Ashwini Bhatt (1936 – 2012) was a Gujarati language novelist.

==Life==
He was born to educationist Harprasad Bhatt and Sharadaben Bhatt on 12 July 1936 in Ahmedabad. He graduated in psychology. He was interested in theatre and he worked as a child artist in Gujarati adoption of Bengali drama Bindur Chhele (Bindu No Kiko). He had failed in several business ventures like poultry farm to a vegetable vendor before starting career as a writer. He moved to United States in 2002. He died on 10 December 2012 at Dallas, Texas, US.

==Works==
Bhatt wrote twelve novels and three novellas.

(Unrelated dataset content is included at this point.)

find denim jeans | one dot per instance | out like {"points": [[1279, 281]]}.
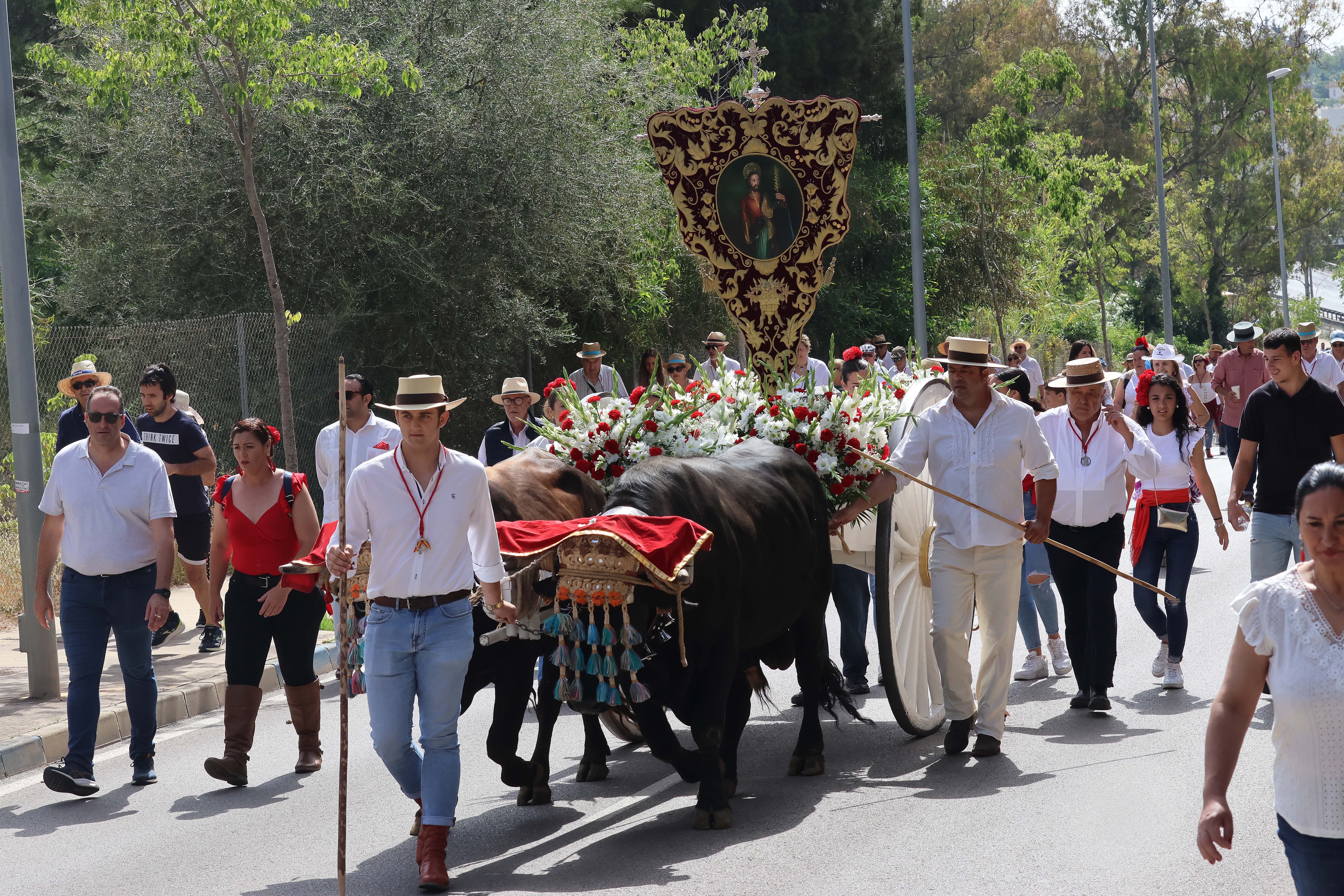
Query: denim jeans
{"points": [[1275, 538], [420, 655], [1233, 445], [850, 590], [1035, 598], [1179, 549], [1316, 863], [91, 608]]}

His serialized novels include Othaar, Faanslo, Aashka Maandal, Katibandh, Nirja Bhargav, Lajja Sanyal, Shailja Sagar, Aayno, Angaar, Jalkapat and Aakhet. Besides writing novels, he was also involved in theatre. His Katibandh was made into TV series. His novellas include Kasab, Karamat and Kamthan.

He translated several works in Gujarati including Alistair MacLean and James Hadley Chase. He also translated Freedom at Midnight by Collins and Lapierre in Gujarati as Ardhi Rate Azadi which was critically acclaimed.

Akrosh Ane Akanksha is his essay collection.

He was also involved in Narmada Bachao Andolan.